Problems about official tutorial ‘Translation with a Sequence to Sequence Network and Attention’

plus_real · September 18, 2017, 2:08pm

I am learning attention mechanism through reading official tutorial ‘Translation with a Sequence to Sequence Network and Attention’
but I think there is something wrong about implementation of attention decoder:

we can find that attention weights are calculated by code below：
attn_weights = F.softmax(self.attn(torch.cat((embedded[0], hidden[0]), 1)))
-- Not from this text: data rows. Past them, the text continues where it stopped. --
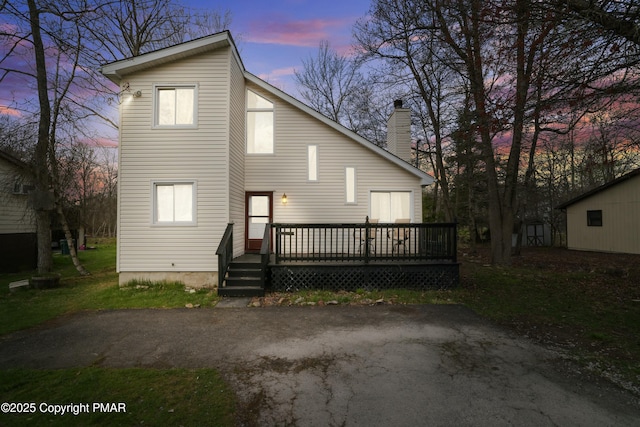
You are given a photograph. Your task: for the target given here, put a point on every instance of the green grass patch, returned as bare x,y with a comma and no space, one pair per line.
25,308
592,316
150,397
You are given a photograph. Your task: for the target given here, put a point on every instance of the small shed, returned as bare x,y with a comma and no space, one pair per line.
607,218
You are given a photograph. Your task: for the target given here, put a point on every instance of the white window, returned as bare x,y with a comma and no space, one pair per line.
312,162
350,184
174,203
389,206
175,106
259,124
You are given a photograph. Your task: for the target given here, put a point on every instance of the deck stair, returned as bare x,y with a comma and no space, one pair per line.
244,278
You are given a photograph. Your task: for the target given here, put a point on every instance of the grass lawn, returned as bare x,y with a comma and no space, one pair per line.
587,304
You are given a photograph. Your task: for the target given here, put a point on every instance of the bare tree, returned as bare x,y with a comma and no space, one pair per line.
332,84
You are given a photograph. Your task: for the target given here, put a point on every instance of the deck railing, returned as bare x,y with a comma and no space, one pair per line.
365,242
225,253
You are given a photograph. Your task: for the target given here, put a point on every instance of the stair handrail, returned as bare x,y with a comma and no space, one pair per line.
225,253
265,253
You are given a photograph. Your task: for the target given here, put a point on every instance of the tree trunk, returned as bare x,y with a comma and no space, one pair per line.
72,247
40,165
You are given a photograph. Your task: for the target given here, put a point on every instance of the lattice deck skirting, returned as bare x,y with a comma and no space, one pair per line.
292,278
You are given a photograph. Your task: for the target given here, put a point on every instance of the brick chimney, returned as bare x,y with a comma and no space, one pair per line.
399,131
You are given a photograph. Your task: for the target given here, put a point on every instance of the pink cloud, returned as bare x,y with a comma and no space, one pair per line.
305,33
8,111
101,142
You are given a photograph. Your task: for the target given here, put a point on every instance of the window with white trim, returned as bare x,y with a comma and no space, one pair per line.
312,162
259,124
350,184
175,106
594,218
174,203
390,206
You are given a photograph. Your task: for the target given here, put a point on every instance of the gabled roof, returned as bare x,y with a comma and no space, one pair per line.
116,71
597,190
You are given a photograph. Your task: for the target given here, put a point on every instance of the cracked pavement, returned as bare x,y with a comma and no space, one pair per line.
341,366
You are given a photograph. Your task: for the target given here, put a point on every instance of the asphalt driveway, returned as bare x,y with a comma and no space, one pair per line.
342,366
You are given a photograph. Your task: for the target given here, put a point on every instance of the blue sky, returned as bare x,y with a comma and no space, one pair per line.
273,37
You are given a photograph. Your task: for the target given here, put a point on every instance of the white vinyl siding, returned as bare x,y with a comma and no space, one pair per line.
312,162
619,229
237,148
17,216
324,201
170,154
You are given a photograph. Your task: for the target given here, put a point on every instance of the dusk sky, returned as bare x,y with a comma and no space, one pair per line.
274,37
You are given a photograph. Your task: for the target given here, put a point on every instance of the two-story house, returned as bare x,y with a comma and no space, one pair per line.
204,143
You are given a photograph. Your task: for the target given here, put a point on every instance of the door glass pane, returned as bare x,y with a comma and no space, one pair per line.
256,227
259,206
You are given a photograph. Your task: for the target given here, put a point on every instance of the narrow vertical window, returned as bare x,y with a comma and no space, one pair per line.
259,124
350,184
312,162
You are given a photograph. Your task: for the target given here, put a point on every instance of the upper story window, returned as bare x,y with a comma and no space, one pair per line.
594,218
350,184
259,124
175,106
312,162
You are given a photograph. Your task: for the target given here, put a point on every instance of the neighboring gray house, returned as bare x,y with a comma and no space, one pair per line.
204,144
18,242
606,219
however，the dimention of hidden is (num_layers * num_directions, batch, hidden_size)
while the dimention of embedded is (batch, seq_len, embedding_dim) or (seq_len, batch, embedding_dim)
Obviously seq_len is usually not equal with num_layers * num_directions ， so it is reasonable to concatenate hidden and embedded？

I am a beginner of NLP and hope that someone who understand the tutorial can explain the reason why they concatenate hidden and embedded, Thank you!

siddharth_sharma · November 7, 2019, 10:19pm

I am late but for other beginners like myself I’ll try to answer this.
Let’s see each component individually:

Embedding matrix: The dimension of embedded is (seq_len, batch, embedding_dim). Important thing to note in this tutorial is that we are passing input one at a time to network i.e input will be “he” then “is” then “painting” so on rather than “he is painting” in one go. This means seq_len will always be 1. So embedded will be of shape (1, batch, embedding_dim) and hence embedded[0] will be of shape (batch, embedding_dim).
Hidden weights: the dimension of hidden is (num_layers * num_directions, batch, hidden_size). For this tutorial num_layers=1 and num_directions=1 so the dimension becomes (1 * 1, batch, hidden_size). So hidden[0] becomes (batch, hidden_size)

From above to if we concatenate embedded[0] (batch, embedding_dim) and hidden[0] (batch, hidden_size) along dim=1 we safely get tensor of size (batch, hidden_size + embedding_dim) for each time step of the input.

Hopefully it Helps!